Le film est connu pour être le rôle sérieux du comique Jerry Lewis, qui à l’époque aux US est bien loin de sa gloire passée, objet de raillerie pour être adoré par les français il finira par jouer dans la série Z  « Par où t’es rentré? On t’a pas vu sortir »de  Philippe Clair au coté de Marthe Villalonga ! Il est  excellent ici  tout aussi sobre dans le drame qu’il fut exubérant dans la comédie, son Jerry Langford est une vedette misanthrope finalement tout aussi isolé à sa manière  dans sa réussite que Pupkin l’est dans son échec . Au détour d’une scène il livre sa propre névrose à Pupkin et sa complice.
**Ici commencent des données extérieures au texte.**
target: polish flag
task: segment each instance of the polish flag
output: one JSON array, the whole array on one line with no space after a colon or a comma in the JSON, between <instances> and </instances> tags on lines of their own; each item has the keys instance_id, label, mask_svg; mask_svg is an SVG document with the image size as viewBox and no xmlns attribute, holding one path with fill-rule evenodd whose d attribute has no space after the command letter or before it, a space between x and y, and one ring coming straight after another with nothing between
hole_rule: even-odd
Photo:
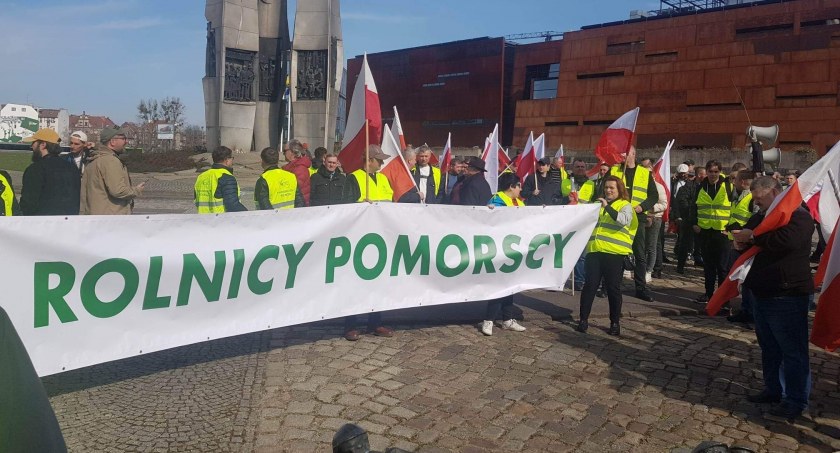
<instances>
[{"instance_id":1,"label":"polish flag","mask_svg":"<svg viewBox=\"0 0 840 453\"><path fill-rule=\"evenodd\" d=\"M633 134L636 132L636 122L639 119L639 108L621 115L607 130L601 134L601 140L595 147L595 155L601 162L615 165L624 160L630 145L633 144Z\"/></svg>"},{"instance_id":2,"label":"polish flag","mask_svg":"<svg viewBox=\"0 0 840 453\"><path fill-rule=\"evenodd\" d=\"M501 150L499 150L499 124L496 124L496 127L493 128L493 133L490 134L490 138L488 139L488 144L485 146L485 156L482 157L484 159L484 168L487 170L484 173L484 178L487 179L487 183L490 184L490 193L496 193L499 191L499 157L504 154ZM495 149L498 150L495 153L489 152L490 150ZM505 155L507 157L507 155ZM508 159L508 163L510 163L510 159Z\"/></svg>"},{"instance_id":3,"label":"polish flag","mask_svg":"<svg viewBox=\"0 0 840 453\"><path fill-rule=\"evenodd\" d=\"M367 121L367 134L365 133ZM365 137L367 136L367 143ZM367 63L367 54L362 60L362 69L356 79L347 127L344 133L345 145L338 154L344 172L350 174L365 165L365 148L382 139L382 112L379 108L379 93Z\"/></svg>"},{"instance_id":4,"label":"polish flag","mask_svg":"<svg viewBox=\"0 0 840 453\"><path fill-rule=\"evenodd\" d=\"M394 201L397 201L406 192L417 190L417 183L414 181L414 177L411 176L408 163L403 158L402 152L400 152L400 145L397 144L387 124L385 125L385 133L382 134L382 137L382 152L390 157L385 159L380 173L388 178L388 182L391 183L391 189L394 190Z\"/></svg>"},{"instance_id":5,"label":"polish flag","mask_svg":"<svg viewBox=\"0 0 840 453\"><path fill-rule=\"evenodd\" d=\"M526 176L534 172L534 167L537 165L537 158L534 156L534 132L528 134L528 141L525 142L525 148L516 156L516 176L524 180Z\"/></svg>"},{"instance_id":6,"label":"polish flag","mask_svg":"<svg viewBox=\"0 0 840 453\"><path fill-rule=\"evenodd\" d=\"M826 155L805 170L805 173L802 173L802 176L792 186L776 197L767 210L764 220L753 230L753 234L760 236L787 225L791 215L802 202L807 203L817 193L820 193L824 184L828 188L832 187L834 185L833 181L840 180L838 176L840 176L840 142L837 142ZM836 193L832 188L832 190L827 190L820 196L820 221L823 231L826 229L826 219L836 219L835 216L840 214L840 199L837 198ZM828 228L829 236L834 231L835 225ZM723 304L738 296L741 283L744 282L752 266L753 258L760 251L759 247L752 246L738 257L735 264L732 265L729 276L724 280L723 285L715 291L712 299L706 305L706 313L714 316Z\"/></svg>"},{"instance_id":7,"label":"polish flag","mask_svg":"<svg viewBox=\"0 0 840 453\"><path fill-rule=\"evenodd\" d=\"M434 156L434 153L432 153ZM446 145L443 146L443 152L440 153L440 172L446 174L449 171L449 165L452 163L452 132L446 137Z\"/></svg>"},{"instance_id":8,"label":"polish flag","mask_svg":"<svg viewBox=\"0 0 840 453\"><path fill-rule=\"evenodd\" d=\"M665 212L662 213L662 221L665 224L668 224L668 215L671 211L671 147L674 146L674 140L668 142L665 146L665 151L662 153L662 157L653 165L653 179L662 184L662 187L665 188L665 197L667 198L665 203Z\"/></svg>"},{"instance_id":9,"label":"polish flag","mask_svg":"<svg viewBox=\"0 0 840 453\"><path fill-rule=\"evenodd\" d=\"M836 241L837 230L835 225L814 278L823 288L811 331L811 343L832 352L840 348L840 243Z\"/></svg>"}]
</instances>

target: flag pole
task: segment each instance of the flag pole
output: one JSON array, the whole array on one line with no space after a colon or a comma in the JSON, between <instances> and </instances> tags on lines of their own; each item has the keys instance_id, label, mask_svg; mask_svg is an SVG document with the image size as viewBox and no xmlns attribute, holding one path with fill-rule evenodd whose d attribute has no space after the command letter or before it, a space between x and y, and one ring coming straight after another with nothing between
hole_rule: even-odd
<instances>
[{"instance_id":1,"label":"flag pole","mask_svg":"<svg viewBox=\"0 0 840 453\"><path fill-rule=\"evenodd\" d=\"M368 163L370 163L370 120L365 119L365 201L370 202L370 175L368 174Z\"/></svg>"}]
</instances>

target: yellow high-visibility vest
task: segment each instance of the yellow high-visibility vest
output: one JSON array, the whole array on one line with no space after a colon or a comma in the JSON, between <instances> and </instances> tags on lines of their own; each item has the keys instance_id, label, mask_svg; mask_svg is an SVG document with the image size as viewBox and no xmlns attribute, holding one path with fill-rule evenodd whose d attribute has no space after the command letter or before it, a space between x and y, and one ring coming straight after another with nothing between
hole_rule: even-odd
<instances>
[{"instance_id":1,"label":"yellow high-visibility vest","mask_svg":"<svg viewBox=\"0 0 840 453\"><path fill-rule=\"evenodd\" d=\"M732 202L726 194L726 182L721 183L713 200L705 189L697 195L697 226L704 230L723 231L729 223Z\"/></svg>"},{"instance_id":2,"label":"yellow high-visibility vest","mask_svg":"<svg viewBox=\"0 0 840 453\"><path fill-rule=\"evenodd\" d=\"M370 178L370 175L362 169L350 174L359 183L359 193L361 196L356 200L357 203L365 201L366 198L370 201L378 201L380 203L394 201L394 190L391 189L391 183L388 182L388 178L382 173L376 172L376 181L370 180L370 196L365 192L365 186L367 185L365 184L365 178Z\"/></svg>"},{"instance_id":3,"label":"yellow high-visibility vest","mask_svg":"<svg viewBox=\"0 0 840 453\"><path fill-rule=\"evenodd\" d=\"M610 206L616 211L621 211L628 204L631 203L627 200L615 200L610 203ZM587 253L601 252L612 255L630 255L633 253L633 238L636 237L638 229L639 218L635 213L633 213L633 220L630 225L620 225L610 217L606 208L601 208L598 224L595 225L595 230L589 237L586 251Z\"/></svg>"},{"instance_id":4,"label":"yellow high-visibility vest","mask_svg":"<svg viewBox=\"0 0 840 453\"><path fill-rule=\"evenodd\" d=\"M195 180L195 207L199 214L218 214L225 212L225 203L221 198L216 198L216 188L219 187L219 178L222 175L233 173L225 168L211 168L198 175ZM239 195L239 184L236 184L236 193Z\"/></svg>"},{"instance_id":5,"label":"yellow high-visibility vest","mask_svg":"<svg viewBox=\"0 0 840 453\"><path fill-rule=\"evenodd\" d=\"M647 200L647 188L650 184L650 170L645 167L636 165L636 172L633 174L633 184L628 185L627 190L630 192L630 204L635 208L643 201ZM615 165L610 168L610 174L619 177L625 184L624 172L620 165Z\"/></svg>"},{"instance_id":6,"label":"yellow high-visibility vest","mask_svg":"<svg viewBox=\"0 0 840 453\"><path fill-rule=\"evenodd\" d=\"M0 183L3 183L3 186L6 188L6 190L0 194L0 202L3 203L3 206L0 206L0 208L3 209L5 216L10 217L12 215L12 204L15 201L15 192L12 189L12 184L5 176L0 175Z\"/></svg>"},{"instance_id":7,"label":"yellow high-visibility vest","mask_svg":"<svg viewBox=\"0 0 840 453\"><path fill-rule=\"evenodd\" d=\"M570 193L572 193L572 180L569 178L563 179L563 182L560 183L560 193L564 197L568 197ZM578 201L581 203L592 203L592 200L595 199L595 182L587 180L580 186L580 190L578 190Z\"/></svg>"},{"instance_id":8,"label":"yellow high-visibility vest","mask_svg":"<svg viewBox=\"0 0 840 453\"><path fill-rule=\"evenodd\" d=\"M273 168L262 174L268 185L268 201L274 209L292 209L295 207L297 177L282 168ZM254 196L256 201L256 195Z\"/></svg>"}]
</instances>

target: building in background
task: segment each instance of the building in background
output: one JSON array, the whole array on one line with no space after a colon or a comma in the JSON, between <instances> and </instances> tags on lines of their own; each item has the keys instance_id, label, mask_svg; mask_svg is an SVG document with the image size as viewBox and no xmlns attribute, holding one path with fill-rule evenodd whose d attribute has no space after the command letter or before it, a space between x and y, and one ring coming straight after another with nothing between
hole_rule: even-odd
<instances>
[{"instance_id":1,"label":"building in background","mask_svg":"<svg viewBox=\"0 0 840 453\"><path fill-rule=\"evenodd\" d=\"M840 139L840 1L704 1L663 1L556 41L370 54L384 120L398 106L413 143L440 146L451 131L456 146L481 146L499 122L505 146L533 130L583 150L638 106L639 147L743 148L743 98L752 124L779 125L783 151L825 153ZM348 62L348 86L360 67Z\"/></svg>"},{"instance_id":2,"label":"building in background","mask_svg":"<svg viewBox=\"0 0 840 453\"><path fill-rule=\"evenodd\" d=\"M28 104L0 104L0 143L18 143L38 130L38 110Z\"/></svg>"},{"instance_id":3,"label":"building in background","mask_svg":"<svg viewBox=\"0 0 840 453\"><path fill-rule=\"evenodd\" d=\"M58 132L61 143L70 143L70 114L67 109L38 109L38 127Z\"/></svg>"}]
</instances>

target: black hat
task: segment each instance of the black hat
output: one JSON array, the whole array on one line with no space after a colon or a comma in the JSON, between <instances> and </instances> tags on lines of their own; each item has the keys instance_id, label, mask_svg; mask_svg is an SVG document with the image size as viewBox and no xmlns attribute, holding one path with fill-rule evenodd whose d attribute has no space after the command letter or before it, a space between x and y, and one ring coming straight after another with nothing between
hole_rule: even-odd
<instances>
[{"instance_id":1,"label":"black hat","mask_svg":"<svg viewBox=\"0 0 840 453\"><path fill-rule=\"evenodd\" d=\"M484 160L480 157L471 157L469 161L467 161L467 166L475 168L476 170L481 170L486 172L487 168L484 167Z\"/></svg>"}]
</instances>

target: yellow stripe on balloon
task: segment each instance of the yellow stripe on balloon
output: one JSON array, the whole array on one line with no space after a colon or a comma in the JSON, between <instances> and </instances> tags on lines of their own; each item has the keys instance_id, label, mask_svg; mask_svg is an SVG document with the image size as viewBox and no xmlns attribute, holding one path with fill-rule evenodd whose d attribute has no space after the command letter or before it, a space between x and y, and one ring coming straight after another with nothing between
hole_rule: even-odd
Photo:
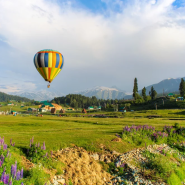
<instances>
[{"instance_id":1,"label":"yellow stripe on balloon","mask_svg":"<svg viewBox=\"0 0 185 185\"><path fill-rule=\"evenodd\" d=\"M43 71L42 67L40 67L39 69L40 69L40 71L41 71L41 73L42 73L43 78L46 79L46 76L45 76L45 74L44 74L44 71Z\"/></svg>"},{"instance_id":2,"label":"yellow stripe on balloon","mask_svg":"<svg viewBox=\"0 0 185 185\"><path fill-rule=\"evenodd\" d=\"M56 53L52 53L52 67L56 66Z\"/></svg>"},{"instance_id":3,"label":"yellow stripe on balloon","mask_svg":"<svg viewBox=\"0 0 185 185\"><path fill-rule=\"evenodd\" d=\"M43 72L44 72L45 79L47 79L46 67L43 67L42 70L43 70Z\"/></svg>"},{"instance_id":4,"label":"yellow stripe on balloon","mask_svg":"<svg viewBox=\"0 0 185 185\"><path fill-rule=\"evenodd\" d=\"M56 74L54 75L53 79L60 73L61 69L58 69Z\"/></svg>"},{"instance_id":5,"label":"yellow stripe on balloon","mask_svg":"<svg viewBox=\"0 0 185 185\"><path fill-rule=\"evenodd\" d=\"M50 79L53 79L53 77L54 77L54 75L56 74L56 72L57 72L57 68L52 68L51 69L51 75L50 75Z\"/></svg>"},{"instance_id":6,"label":"yellow stripe on balloon","mask_svg":"<svg viewBox=\"0 0 185 185\"><path fill-rule=\"evenodd\" d=\"M45 71L46 71L46 79L47 79L47 81L48 81L48 78L49 78L48 67L45 67L44 69L45 69Z\"/></svg>"},{"instance_id":7,"label":"yellow stripe on balloon","mask_svg":"<svg viewBox=\"0 0 185 185\"><path fill-rule=\"evenodd\" d=\"M52 55L53 53L48 53L48 67L52 67Z\"/></svg>"},{"instance_id":8,"label":"yellow stripe on balloon","mask_svg":"<svg viewBox=\"0 0 185 185\"><path fill-rule=\"evenodd\" d=\"M59 58L60 58L60 60L59 60L58 68L60 69L60 67L61 67L61 65L62 65L62 56L61 56L61 55L59 55Z\"/></svg>"},{"instance_id":9,"label":"yellow stripe on balloon","mask_svg":"<svg viewBox=\"0 0 185 185\"><path fill-rule=\"evenodd\" d=\"M43 74L42 74L42 72L40 71L39 68L37 68L37 71L40 73L40 75L41 75L43 78L45 78L45 77L43 76Z\"/></svg>"}]
</instances>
La pression continuelle de l’audience, l’attention des fans qui le privent d’une vie normale et son entourage fait de gens dont il ne peut jamais être de l’authenticité des sentiments. La scène ou il est abordé par une femme qui lui demande de parler au téléphone à un parent et qui face au refus de Langford lui souhaite de mourir du cancer (!) est tiré d’une anecdote  étant véritablement arrivé à Jerry Lewis. Scorsese lui a d’ailleurs confié la mise ne scène de cette séquence. En terme de mise en scène on retrouve d’ailleurs presque pour la dernière fois chez lui la peinture naturaliste de ce New York un peu interlope grouillant de marginaux qui  disparaîtra avec la « gentrification » de Manhattan. L’édition Blu-Ray de Carlotta films est une réussite tout d’abord grâce çà l’excellente version restaurée en HD et ses suppléments : – une réunion Scorsese , DeNiro, Lewis à l’occasion de la présentation de cette version au festival de cinéma de Tribeca, nouvelle occasion de constater a quel point le mariage Scorserse-DeNiro fut celui de la carpe et du lapin l’un étant aussi volubile que l’autre est mutique. -un making of du film qui date de la sortie DVD – mais surtout une interview très récente de la monteuse attitrée de Scorsese Thelma Shoonmaker  , elle y évoque Le Loup de Wall Street indiquant qu’il marque justement le retour depuis King of Comedy de l’imporovisation dans ses films, elle revient sur le film avec des souvenirs très précis et instructifs mais aussi plus généralement sur sa collaboration avec le cinéaste,ses méthodes et  l’évolution de son cinéma.

King of Comedy  si il n’atteint pas la perfection des chef d’œuvres de Scorsese mérite à l’occasion de sa sortie en Blu-Ray d’être redécouvert et ré-évalué dans la filmographie des deux génies italo-americains.